Once the controller is obeying you you're able to delve into the available game modes. To its credit, there's more than just simple time attacks here, with Ghost, Knockout and Countdown modes included to offer some extra longevity. One thing that's sorely missing, however, is any form of championship or cup mode, resulting in lots of one-off races without any real thread to connect them together.
The rest of the game suffers from similarly curious design choices that presumably stem from its heritage as an iPhone title. Each track is completely bordered, meaning you can never venture off-road for shortcuts or power-ups, severely limiting the amount of freedom at your fingertips. Touching another racer destroys your character whilst leaving the other insect intact, and although there are items to collect they don't spice up the very basic formula.
There is at least a range of options to liven up proceedings, with four-player racing supported and options to increase the number of available power-ups and even speed the game up to a manic pace. Sadly the increased speed doesn't make it a better game, though it does inject a little excitement into the otherwise too-slow races. One of the game's major problems is it never feels as though you're competing: with three opponents and no physical interaction between them there's no satisfaction in jostling for position, leaving the game feeling a bit sterile.

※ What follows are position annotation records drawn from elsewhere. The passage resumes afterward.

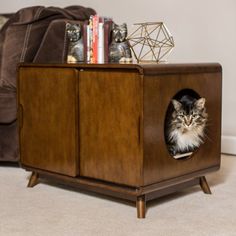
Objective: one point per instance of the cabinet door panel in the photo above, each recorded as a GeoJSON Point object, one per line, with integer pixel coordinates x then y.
{"type": "Point", "coordinates": [49, 123]}
{"type": "Point", "coordinates": [110, 119]}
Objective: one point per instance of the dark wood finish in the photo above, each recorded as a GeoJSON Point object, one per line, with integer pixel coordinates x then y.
{"type": "Point", "coordinates": [49, 119]}
{"type": "Point", "coordinates": [110, 114]}
{"type": "Point", "coordinates": [101, 127]}
{"type": "Point", "coordinates": [204, 185]}
{"type": "Point", "coordinates": [33, 179]}
{"type": "Point", "coordinates": [141, 206]}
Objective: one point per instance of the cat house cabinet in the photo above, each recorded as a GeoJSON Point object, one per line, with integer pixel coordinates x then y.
{"type": "Point", "coordinates": [101, 127]}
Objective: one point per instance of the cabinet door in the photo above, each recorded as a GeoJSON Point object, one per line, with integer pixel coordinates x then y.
{"type": "Point", "coordinates": [110, 120]}
{"type": "Point", "coordinates": [48, 105]}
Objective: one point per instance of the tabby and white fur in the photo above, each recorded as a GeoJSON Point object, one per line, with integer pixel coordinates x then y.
{"type": "Point", "coordinates": [186, 125]}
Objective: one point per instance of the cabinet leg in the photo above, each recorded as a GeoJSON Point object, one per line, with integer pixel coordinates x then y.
{"type": "Point", "coordinates": [204, 185]}
{"type": "Point", "coordinates": [141, 206]}
{"type": "Point", "coordinates": [33, 180]}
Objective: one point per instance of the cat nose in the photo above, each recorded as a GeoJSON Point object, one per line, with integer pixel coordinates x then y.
{"type": "Point", "coordinates": [188, 121]}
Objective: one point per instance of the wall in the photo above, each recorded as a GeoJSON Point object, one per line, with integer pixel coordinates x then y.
{"type": "Point", "coordinates": [204, 31]}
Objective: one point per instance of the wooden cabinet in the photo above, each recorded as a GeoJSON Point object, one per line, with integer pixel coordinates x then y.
{"type": "Point", "coordinates": [101, 127]}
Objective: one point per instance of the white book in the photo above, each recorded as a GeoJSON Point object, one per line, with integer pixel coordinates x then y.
{"type": "Point", "coordinates": [88, 43]}
{"type": "Point", "coordinates": [101, 42]}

The game fares better graphically than many other iPhone to Wii transitions – please stand up, WarMen Tactics – but it suffers from bland textures and very basic character modelling that removes any life from the racers, not to mention the butterfly's massive wings obscuring where you're going. It's a similarly poor performance on the audio side, with repetitive music and sound effects that you'll likely want to switch off as soon as possible.
Conclusion
For 500 Points it's hard to be too critical of this game: its only crime is to be mediocre. Ultimately, however, the poor presentation, lacklustre design and dull racing conspires to drag poor old Mister Bumblebee down.
Comments 17
The review makes it sound worse than the score suggests and the score is higher than I expected it to be.
Hmm, turned out better than I expected.
As I expected... boring.
With a name like Mister Bumblebee Racing Champion, did ANYONE expect it to be good?
I wasn't holding my breathe for a good score, I'll say that much. I'll Pass on this one.
A port of an iphone game ends up being terrible? Whoulda thunk it?
I want more racers on WiiWare (Just not this one!)
Please no more iPhone to WiiWare transitions. The iPhone store can keep its fail to itself!
It sure does look like a buzz kill.
Huh, score was higher than I thought, but the review sounds pretty much right.
No surprise too me.
I wish this game would buzz off.
Disappointment sure stings.
@offensive That mask...
rocks slowly in a corner
As excpeted, it's shovelware.
Oh well, at least it's better than SPOGs Racing (3 stars). A 3 minute race in that game felt like 3 hours, while a 3 minute MarioKart race feels like 3 seconds. Devs don't give 2 cents about quality; Wiiware is a quick cash cow for them.
It's boring. Interesting only the first 10 minutes.
Really too bad, sounds like an awesome idea. I feel like there is a racing game void right now. You have Mario Kart Wii and several wannabes and anything trying to use realism in any degree falls short.
ModNation Racers sounds very promising. Maybe when I get a PS3 I can get it. I thoroughly enjoyed LBP, so I have a lot of hope in this new trend of user created content (and I have been arguing ever since Mario Kart Wii that it would be nice if the game had added longevity either through expansions (maybe DLC) or UCC).